Yüce Allah 49:6 ayetinde şu şekilde buyurmuştur.
Kuran Ayet No|Sure No|Ayet No|Ayet Arapça okunuş Meal |
4616|49|6|يَٰٓأَيُّهَا ٱلَّذِينَ ءَامَنُوٓا۟ إِن جَآءَكُمْ فَاسِقٌۢ بِنَبَإٍ فَتَبَيَّنُوٓا۟ أَن تُصِيبُوا۟ قَوْمًۢا بِجَهَٰلَةٍ فَتُصْبِحُوا۟ عَلَىٰ مَا فَعَلْتُمْ نَٰدِمِينَ Yâ eyyuhellezîne âmenû in câekum fâsikun bi nebein fe tebeyyenû en tusîbû kavmen bi cehâletin fe tusbihû alâ mâ fealtum nâdimîn. Ey inanmış kimseler! “Eğer geldiyse size bir fâsık/bir sapkın, haberle/bilgiyle; öyleyse açığa kavuşturun; ki vurursunuz bir topluma cahilce/bilgisizce; böylece sabaha kavuşursunuz yaptığınıza pişmanlar olarak. |
Ayeti okuyan herkes net olarak ayeti anlar.
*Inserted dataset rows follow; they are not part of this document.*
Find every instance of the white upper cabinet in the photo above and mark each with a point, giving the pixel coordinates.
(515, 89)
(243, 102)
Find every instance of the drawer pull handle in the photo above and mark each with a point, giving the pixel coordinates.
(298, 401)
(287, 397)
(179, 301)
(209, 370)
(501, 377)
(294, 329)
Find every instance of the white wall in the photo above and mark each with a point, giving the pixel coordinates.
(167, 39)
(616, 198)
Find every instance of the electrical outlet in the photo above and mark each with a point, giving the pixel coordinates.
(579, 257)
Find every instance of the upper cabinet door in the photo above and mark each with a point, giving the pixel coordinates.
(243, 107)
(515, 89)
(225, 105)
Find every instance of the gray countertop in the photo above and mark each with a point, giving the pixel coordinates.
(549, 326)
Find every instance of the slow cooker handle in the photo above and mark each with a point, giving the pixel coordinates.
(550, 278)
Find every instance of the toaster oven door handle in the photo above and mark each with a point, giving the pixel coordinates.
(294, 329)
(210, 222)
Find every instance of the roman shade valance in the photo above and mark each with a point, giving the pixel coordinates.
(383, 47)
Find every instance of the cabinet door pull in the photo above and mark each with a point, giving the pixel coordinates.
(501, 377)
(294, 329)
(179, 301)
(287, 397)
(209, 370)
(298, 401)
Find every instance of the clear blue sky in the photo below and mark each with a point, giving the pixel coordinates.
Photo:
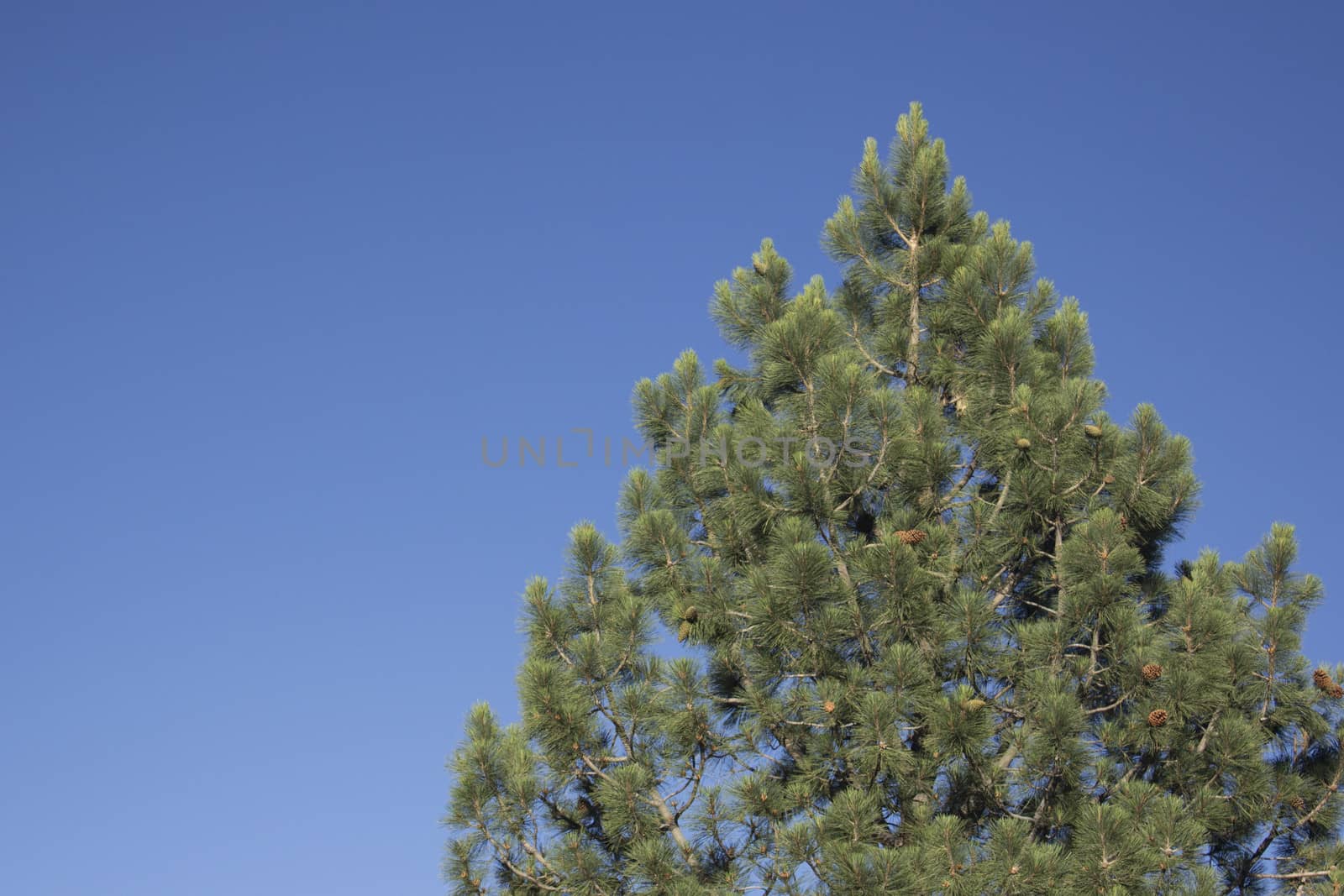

Her gelen habere/bilgiye itibar edilmeyecek. Araştırılacak. Durum açıklığa kavuşacak. Daha sonra pozisyon alınacak. Haberi araştırmadan, açığa kavuşturmadan bir topluma zarar verilirse o durumda çok geçmeden pişman olunur. Belki de haksız bir savaş başlatılır. Ayet net olarak dünya hayatındaki işleyiş ile ilgilidir.
Ancak ehli sünnet inancına sahip kişilerin bu ayeti bile saptırdıklarına tanık olum. İnanamadım doğrusu. Bu ayeti hadislere dayanak olarak alıyorlar.
Şöyle ki; “Kuran bize ne diyor?” diyorlar; “49:6 ayetinde size bir haber/bilgi geldi mi onu iyice araştırın. Doğru ise kabul edin. Doğru değilse kabul etmeyin. Bu bir emirdir” diyorlar. “Bize de hadisler gelmiş. Bu hadislerin inceleriz, Kuran’a uygun ise kabul ederiz. Uygun değilse kabul etmeyiz.” diyorlar. Şaka gibi gerçekten. Bu kadar mantık hatası ancak gözler kör, kulaklar sağır ve kalpte zincirler varsa ancak yapılabilir.
Oysa ayette dini hükümlerden asla bahsedilmiyor. Dini hükümler içeren şeyleri inceleyin, sonra aklınız yatarsa kabul edin asla denmiyor. Ayet dini hükümler dışındaki olaylarla ilgilidir. Kendisinde asla şüphe olmayan, tartışmasız, Yüce Allah katından olduğu kesin olan dini hükümlerin de ne olduğu ortadadır. Kuran’dır.